Have anyone tried the new iSCSI target code that came with FreeBSD 10? Is it working and performing well?

I have a plan to run a replicated Microsoft SQL Server on a iSCSI LUN hosted by ZFS over 10GbE, my primary goal is to take a consistent "backup/snapshot" of the database every fifth minute. Everything else is a bonus. Is this possible?


----------



## gkontos (Jan 28, 2016)

Hi,

I am using the native iSCSI on a FreeBSD 10.1-STABLE storage to export a 200GB virtual machine to a CentOS 6.X KVM. I think the performance is quite good. The only problem I have is some warning logs regarding timeouts, but a bit of digging showed me that this is quite common on CentOS 6.X clients.


----------



## usdmatt (Jan 28, 2016)

I've been using the ctld target for some VMWare storage and it's been perfectly stable for me. Not had a blip out of it in over 6 months other than when I managed to boot up an old machine on the same IP address.

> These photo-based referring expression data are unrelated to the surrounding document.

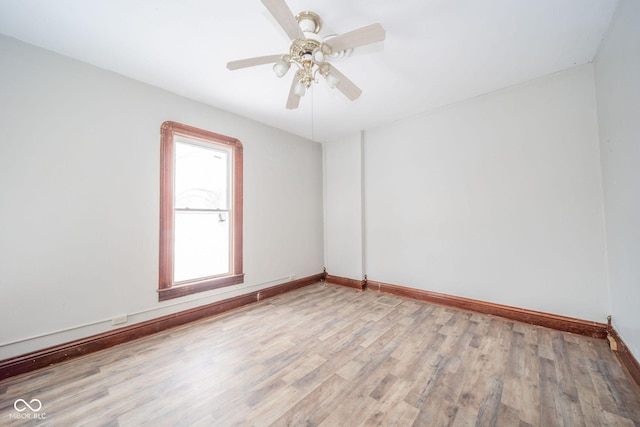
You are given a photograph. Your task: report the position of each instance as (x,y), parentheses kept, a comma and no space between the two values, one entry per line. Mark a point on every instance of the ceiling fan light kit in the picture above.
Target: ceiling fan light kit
(310,53)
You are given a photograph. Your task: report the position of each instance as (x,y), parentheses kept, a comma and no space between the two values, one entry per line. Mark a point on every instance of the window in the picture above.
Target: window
(200,211)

I'm using sparse files instead of ZVOLs as I've never been keen on them but you may want to test with both.

I'm no SQL server DBA so I can't say how "consistent" a backup you will get by taking a ZFS snapshot. It'll probably work but I'd want to do at least daily backups using the standard SQL server features as well.


----------



## olav (Jan 28, 2016)

Thank you for letting me know. To do a consistent backup of Microsoft SQL Server I guess I have to stop it, take the snapshot and then start it again.


----------



## ondra_knezour (Jan 29, 2016)

Search for MS SQL Server and Volume Shadow Copy Service (VSS) for some additional info about snapshoting running server.


----------



## olav (Jan 29, 2016)

Thank you for your suggestion, I ended up here:
http://serverfault.com/questions/182434/sql-server-backups-using-volume-shadow-copy

I think its still a better idea to just stop SQL server, snapshot, and start it again


----------



## tingo (Jan 30, 2016)

If you can, stopping the database engine first and then doing a snapshot is the best way.


----------